Tindakan pre-emptive strike, di mata Aidit, perlu dilakukan, demi menyelamatkan revolusi yang tak kunjung selesai dengan membunuh lebih dulu para jenderal Angkatan Darat. Penelitian terakhir yang lebih detail berangkali akan semakin menyingkapkan tabir misteri tragedi berdarah itu. Karya Victor M. Fic sangat rinci menggambarkan peran PKI di bawah
pimpinan Aidit dalam tragedi berdarah itu. Fic menggunakan dua istilah untuk Aidit sebagai progenitor (otak utama, nenek motang) dan the ruthless promoter (pelopor yang kejam) dari kudeta komunis yang gagal itu. Adapun kemudia Orde Baru menzalimi mereka dengan anak cucunya adalah perkara lain yang tidak boleh mengaburkan fakta di lapangan, sekalipun hasil penelitian Fic masih perlu dikaji ulang.

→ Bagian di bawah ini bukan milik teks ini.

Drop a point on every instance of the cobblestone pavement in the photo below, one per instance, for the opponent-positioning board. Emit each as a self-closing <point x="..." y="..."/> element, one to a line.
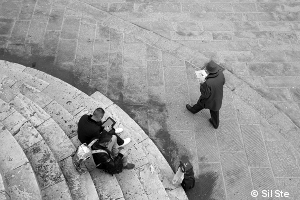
<point x="256" y="40"/>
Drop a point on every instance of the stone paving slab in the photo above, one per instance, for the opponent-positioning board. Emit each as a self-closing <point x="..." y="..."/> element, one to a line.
<point x="10" y="159"/>
<point x="22" y="183"/>
<point x="58" y="141"/>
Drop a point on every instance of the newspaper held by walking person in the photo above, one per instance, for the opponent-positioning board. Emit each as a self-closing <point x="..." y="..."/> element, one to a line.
<point x="201" y="75"/>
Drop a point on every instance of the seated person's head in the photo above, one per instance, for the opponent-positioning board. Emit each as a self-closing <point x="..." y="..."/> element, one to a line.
<point x="98" y="114"/>
<point x="104" y="139"/>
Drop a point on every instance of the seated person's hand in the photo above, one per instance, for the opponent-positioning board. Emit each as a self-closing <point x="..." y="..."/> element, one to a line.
<point x="107" y="128"/>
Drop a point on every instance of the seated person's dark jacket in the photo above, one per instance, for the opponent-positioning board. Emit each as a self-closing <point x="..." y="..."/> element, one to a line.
<point x="88" y="129"/>
<point x="105" y="160"/>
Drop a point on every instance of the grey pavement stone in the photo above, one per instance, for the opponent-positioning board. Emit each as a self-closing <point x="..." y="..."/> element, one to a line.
<point x="27" y="9"/>
<point x="176" y="87"/>
<point x="100" y="52"/>
<point x="87" y="32"/>
<point x="62" y="117"/>
<point x="291" y="109"/>
<point x="283" y="159"/>
<point x="22" y="183"/>
<point x="281" y="81"/>
<point x="263" y="179"/>
<point x="10" y="9"/>
<point x="78" y="183"/>
<point x="42" y="10"/>
<point x="56" y="139"/>
<point x="6" y="26"/>
<point x="19" y="32"/>
<point x="155" y="73"/>
<point x="254" y="146"/>
<point x="179" y="118"/>
<point x="99" y="79"/>
<point x="289" y="185"/>
<point x="36" y="31"/>
<point x="12" y="155"/>
<point x="135" y="85"/>
<point x="44" y="165"/>
<point x="33" y="94"/>
<point x="206" y="142"/>
<point x="28" y="136"/>
<point x="245" y="113"/>
<point x="209" y="183"/>
<point x="116" y="40"/>
<point x="281" y="122"/>
<point x="153" y="53"/>
<point x="56" y="18"/>
<point x="151" y="184"/>
<point x="51" y="40"/>
<point x="3" y="41"/>
<point x="32" y="112"/>
<point x="130" y="185"/>
<point x="134" y="55"/>
<point x="295" y="91"/>
<point x="229" y="136"/>
<point x="70" y="28"/>
<point x="236" y="175"/>
<point x="89" y="10"/>
<point x="171" y="60"/>
<point x="14" y="122"/>
<point x="5" y="110"/>
<point x="66" y="52"/>
<point x="59" y="190"/>
<point x="106" y="185"/>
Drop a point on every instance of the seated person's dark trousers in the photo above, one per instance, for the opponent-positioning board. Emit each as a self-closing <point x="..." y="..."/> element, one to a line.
<point x="214" y="114"/>
<point x="120" y="141"/>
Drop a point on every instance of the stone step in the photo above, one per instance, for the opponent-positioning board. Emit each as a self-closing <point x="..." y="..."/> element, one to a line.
<point x="81" y="186"/>
<point x="3" y="189"/>
<point x="153" y="158"/>
<point x="69" y="125"/>
<point x="18" y="173"/>
<point x="140" y="183"/>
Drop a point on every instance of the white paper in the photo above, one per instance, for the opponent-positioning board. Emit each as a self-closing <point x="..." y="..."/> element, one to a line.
<point x="201" y="75"/>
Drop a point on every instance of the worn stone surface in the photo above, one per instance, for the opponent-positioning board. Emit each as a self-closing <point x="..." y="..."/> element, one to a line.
<point x="44" y="165"/>
<point x="12" y="155"/>
<point x="56" y="139"/>
<point x="32" y="112"/>
<point x="106" y="185"/>
<point x="22" y="183"/>
<point x="259" y="45"/>
<point x="28" y="136"/>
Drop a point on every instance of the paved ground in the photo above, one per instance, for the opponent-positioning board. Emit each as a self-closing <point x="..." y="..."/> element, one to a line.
<point x="257" y="40"/>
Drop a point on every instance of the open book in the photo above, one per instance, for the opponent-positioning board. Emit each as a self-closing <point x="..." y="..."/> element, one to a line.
<point x="201" y="75"/>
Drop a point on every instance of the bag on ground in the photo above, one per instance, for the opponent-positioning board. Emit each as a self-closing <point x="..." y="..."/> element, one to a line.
<point x="83" y="159"/>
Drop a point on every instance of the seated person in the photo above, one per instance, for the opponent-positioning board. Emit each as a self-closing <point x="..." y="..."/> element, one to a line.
<point x="90" y="127"/>
<point x="114" y="158"/>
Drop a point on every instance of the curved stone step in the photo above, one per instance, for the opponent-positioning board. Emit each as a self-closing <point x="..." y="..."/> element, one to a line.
<point x="18" y="173"/>
<point x="154" y="157"/>
<point x="3" y="188"/>
<point x="81" y="186"/>
<point x="78" y="103"/>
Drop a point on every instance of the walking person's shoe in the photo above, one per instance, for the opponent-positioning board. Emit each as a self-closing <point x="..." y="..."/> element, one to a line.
<point x="126" y="141"/>
<point x="210" y="120"/>
<point x="189" y="108"/>
<point x="118" y="130"/>
<point x="129" y="166"/>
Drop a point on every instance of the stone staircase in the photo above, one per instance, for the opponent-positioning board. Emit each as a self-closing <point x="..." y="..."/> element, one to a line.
<point x="39" y="115"/>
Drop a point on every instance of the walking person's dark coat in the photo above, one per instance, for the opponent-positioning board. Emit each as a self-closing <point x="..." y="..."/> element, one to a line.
<point x="211" y="93"/>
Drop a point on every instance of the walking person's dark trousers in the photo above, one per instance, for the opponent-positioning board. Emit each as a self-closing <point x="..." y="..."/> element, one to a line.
<point x="120" y="141"/>
<point x="214" y="114"/>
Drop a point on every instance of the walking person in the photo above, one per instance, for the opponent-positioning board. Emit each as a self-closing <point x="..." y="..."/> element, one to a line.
<point x="211" y="93"/>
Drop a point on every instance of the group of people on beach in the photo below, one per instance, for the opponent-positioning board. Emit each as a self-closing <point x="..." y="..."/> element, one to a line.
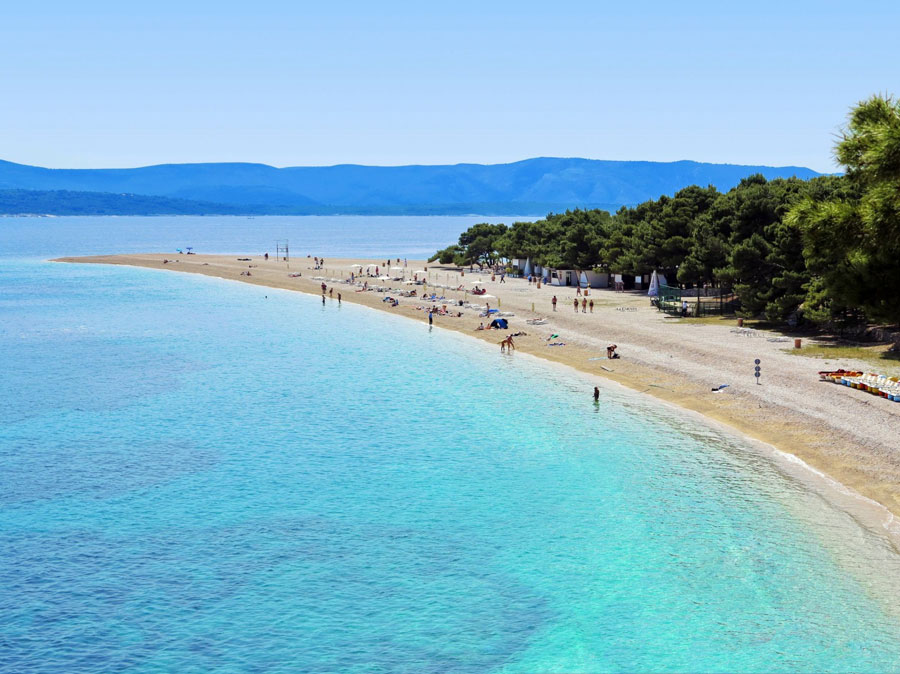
<point x="585" y="304"/>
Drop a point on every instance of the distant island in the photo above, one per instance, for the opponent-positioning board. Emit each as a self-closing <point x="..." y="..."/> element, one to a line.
<point x="530" y="187"/>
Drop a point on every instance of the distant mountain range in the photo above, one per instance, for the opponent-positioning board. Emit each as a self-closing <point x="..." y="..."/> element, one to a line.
<point x="529" y="187"/>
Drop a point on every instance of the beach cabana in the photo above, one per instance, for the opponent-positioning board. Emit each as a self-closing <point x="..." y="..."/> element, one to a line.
<point x="653" y="291"/>
<point x="564" y="277"/>
<point x="592" y="279"/>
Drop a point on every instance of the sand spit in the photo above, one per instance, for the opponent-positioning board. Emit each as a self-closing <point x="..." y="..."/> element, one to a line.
<point x="849" y="435"/>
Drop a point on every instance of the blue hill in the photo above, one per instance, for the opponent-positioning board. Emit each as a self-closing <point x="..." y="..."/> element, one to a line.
<point x="532" y="186"/>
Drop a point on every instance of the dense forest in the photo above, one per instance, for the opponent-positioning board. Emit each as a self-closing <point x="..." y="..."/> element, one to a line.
<point x="825" y="250"/>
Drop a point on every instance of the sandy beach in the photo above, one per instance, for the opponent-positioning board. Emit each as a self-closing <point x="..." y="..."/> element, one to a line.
<point x="847" y="434"/>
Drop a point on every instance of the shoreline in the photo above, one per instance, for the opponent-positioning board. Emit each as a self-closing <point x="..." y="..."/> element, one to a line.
<point x="674" y="368"/>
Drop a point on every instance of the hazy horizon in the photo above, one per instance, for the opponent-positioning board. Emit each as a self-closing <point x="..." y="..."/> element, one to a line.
<point x="100" y="85"/>
<point x="459" y="163"/>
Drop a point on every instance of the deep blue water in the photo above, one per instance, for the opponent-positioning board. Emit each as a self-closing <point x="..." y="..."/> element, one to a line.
<point x="198" y="475"/>
<point x="327" y="236"/>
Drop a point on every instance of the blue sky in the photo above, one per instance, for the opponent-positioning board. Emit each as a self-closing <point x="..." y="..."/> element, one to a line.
<point x="104" y="84"/>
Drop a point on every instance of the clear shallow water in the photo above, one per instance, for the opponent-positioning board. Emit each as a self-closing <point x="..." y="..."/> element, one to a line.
<point x="199" y="477"/>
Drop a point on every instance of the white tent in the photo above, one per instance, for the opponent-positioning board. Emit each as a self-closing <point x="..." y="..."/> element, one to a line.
<point x="592" y="279"/>
<point x="656" y="280"/>
<point x="654" y="285"/>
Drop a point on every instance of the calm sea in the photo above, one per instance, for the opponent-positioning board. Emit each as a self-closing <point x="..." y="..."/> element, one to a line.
<point x="200" y="475"/>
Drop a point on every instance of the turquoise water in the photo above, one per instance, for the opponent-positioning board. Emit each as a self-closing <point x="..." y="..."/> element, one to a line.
<point x="200" y="475"/>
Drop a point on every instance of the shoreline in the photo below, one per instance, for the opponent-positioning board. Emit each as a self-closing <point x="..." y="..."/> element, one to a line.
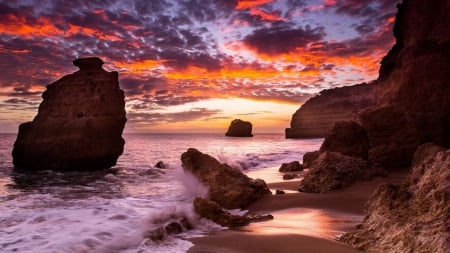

Untuk Bung Karno khususnya, saya tidak bisa mengatakan bahwa dia sebagai intelektual-aktivis telah mengkhianati negara yang didirikannya dengan susah payah. Betapa pun banyak kritik yang dialamatkan kepadanya, kesalahan politiknya masih jauh lebih kecil dibandingkan dengan jasanya yang luar biasa terhadap Indonesia. Konsep nation and character building berasal dari teori dan karyanya. Ada pun tuduhan tentang perannya dalam tragedi 1 Oktober 1965 yang membunuh beberapa jenderal dan perwira A.D., perlu diteliti secara cermat dan objektif berdasarkan dokumen-dokumen yang tersedia. Ini penting sekali, agar masyarakat tidak terus berada dalam tanda tanya tentang masalah krusial itu. Sekiranya Bung Karno memang sudah tahu sebelumnya bahwa akan terjadi pembunuhan itu, dan ia tidak berupaya mencegahnya karena termakan isu DD, maka dari sisi moral kita sangat-sangat menyayangkan.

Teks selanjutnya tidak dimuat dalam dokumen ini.